Why is it so Important to Select the Right Process as Part of your #Automation Journey?
Welcome back to the latest edition of our #COETalks, in this series we explain what a Centre of Excellence is, why it’s so important to your business success and take a deep dive into some of the best practices we have discovered in our experience. In this video, we are in conversation with Stuart Burns, Head of Automation at ABP and Gary Wright, Delivery Manager at ABP. They discussed opportunity assessment and why selecting the right tasks and processes are key to running a successful COE.
Why is it so Important to Select the Right Process as Part of your Automation Journey?
When we first come in and start working with an organisation there is a real excitement for bringing in RPA. It’s important however to keep people’s interest in the process and the technology. If we pick a process that isn’t suitable for RPA or maybe isn’t a stable process and has a high variation, then it can take a long time to get the project off the ground. In turn, this means stakeholders can lose interest and faith in the project very early on. Therefore it’s important for us to pick a high volume, repeatable and stable process with limited variation.
People within the organisation you go into need to agree on the process. Having their agreement allows us to get the project off the ground a lot quicker and we can start to show the value of the tool a lot quicker. This in turn keeps the stakeholders engaged and excited about what’s the next process they can automate.

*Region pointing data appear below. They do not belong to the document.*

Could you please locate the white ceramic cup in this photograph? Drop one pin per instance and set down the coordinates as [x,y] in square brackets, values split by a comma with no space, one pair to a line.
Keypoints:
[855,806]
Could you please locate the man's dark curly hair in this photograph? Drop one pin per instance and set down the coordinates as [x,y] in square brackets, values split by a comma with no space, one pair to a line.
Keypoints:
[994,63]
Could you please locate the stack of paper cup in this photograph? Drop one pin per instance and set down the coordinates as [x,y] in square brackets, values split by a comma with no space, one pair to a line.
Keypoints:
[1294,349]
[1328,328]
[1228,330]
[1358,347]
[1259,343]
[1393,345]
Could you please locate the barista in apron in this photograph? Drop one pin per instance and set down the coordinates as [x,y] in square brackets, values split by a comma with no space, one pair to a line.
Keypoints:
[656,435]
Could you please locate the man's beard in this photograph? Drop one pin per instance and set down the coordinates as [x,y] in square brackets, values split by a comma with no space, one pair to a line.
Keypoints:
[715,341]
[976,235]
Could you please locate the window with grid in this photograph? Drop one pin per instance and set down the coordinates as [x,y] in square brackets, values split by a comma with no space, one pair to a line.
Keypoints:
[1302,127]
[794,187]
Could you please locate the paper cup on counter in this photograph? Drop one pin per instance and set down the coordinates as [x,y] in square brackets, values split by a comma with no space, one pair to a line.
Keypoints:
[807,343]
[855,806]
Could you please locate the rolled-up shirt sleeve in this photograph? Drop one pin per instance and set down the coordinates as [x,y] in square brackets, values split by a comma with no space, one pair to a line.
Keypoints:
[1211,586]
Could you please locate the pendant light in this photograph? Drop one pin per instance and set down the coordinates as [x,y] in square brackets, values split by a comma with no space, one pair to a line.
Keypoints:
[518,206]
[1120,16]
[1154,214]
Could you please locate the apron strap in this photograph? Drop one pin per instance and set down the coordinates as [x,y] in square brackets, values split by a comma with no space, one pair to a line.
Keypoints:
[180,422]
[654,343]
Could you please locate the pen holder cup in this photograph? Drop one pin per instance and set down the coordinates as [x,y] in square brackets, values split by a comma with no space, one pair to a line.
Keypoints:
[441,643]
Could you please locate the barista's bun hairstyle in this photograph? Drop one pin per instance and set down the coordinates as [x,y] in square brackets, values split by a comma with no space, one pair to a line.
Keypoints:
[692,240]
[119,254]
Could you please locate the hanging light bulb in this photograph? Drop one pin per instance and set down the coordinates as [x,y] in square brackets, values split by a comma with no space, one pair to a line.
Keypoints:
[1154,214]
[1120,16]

We’ve had situations in the past where clients have insisted on picking the wrong processes and we’ve struggled to get the automation program off the ground. That’s why it’s so important that within any new organisation the first few automations are successful. This way you generate a good success rate and good feeling for the stakeholders to see a return on their investment and to carry on their automation journey.
How do you Make Sure You’re Picking the Right Process From a Return of Investment Point of View?
The challenge for a lot of our clients is there’s maybe not a wealth of stable, small processes that generate such a high volume to see the huge return on investment stakeholders would hope to see. What we commonly do is pick a more complex process but cut down around 20% off the actions within that process that are resource-hungry or not as cost-effective. This still results in a significant savings in terms of an investment. It also demonstrates we can, on a complex process, take away some of the pain order, they can see the value of continuing the journey with us and building out a larger programme that tackles some of the bigger more complex challenges they might be facing. This might be invoice processing or automations that require multiple layers of technologies applied over time. It’s also good for an organisational point of view, by going on this journey in stages they have time to get their head around how this new technology will fit into their organisation and how they can work with it.
We do try and discourage going for a too complex process from the start, however this isn’t always the case. Sometimes you are forced into the route of picking a more complex piece of work. In this case, we discuss where can we add the most value to this process. Sometimes you have to start the automation from the endpoint of a product and work your way back. You don’t need to automate the full process at the first call. Trying to automate the process fully from the start can cause a lot of similar issues as choosing one that’s too complex. You can lose the buy-in from stakeholders and it can take too long to get off the ground.
One of the great things about RPA specifically is that you can deliver value quickly. This is why it’s important to automate the “happy path” to start with, which covers around 70% of cases and then we can start to tackle more complex exceptions.
Can you Share some Experience of Working with Automation Where Automation Wasn’t the Answer or More Work Needed to be Done Beforehand?
There’s a bit of a trend where people see automation in action and then suddenly want to automate everything. At ABP however we often have discussions about what needs to be done within a process, is it reengineering and optimising or automating a process. In reality, it should be both. Automating a process that’s inefficient isn’t suddenly going to make it efficient. You really need to do a review three = four-week review of a process before it ends up on a developer’s lap. That will save you so much time and development costs because you start to analyse and remove variations from the process and make it more suitable for automation. This will ultimately increase your return on investment as you don’t need to spend so much time on development.
Automation is a tool and with any piece of work it’s important you use the right tool for the job. It’s no bad thing to have a process that is perhaps not quite ready for automation, even just optimising it can return investment for an organisation. This is something ABP can support organisations with looking at a process and deciding what is best for it moving forward, what will make it more right for automation.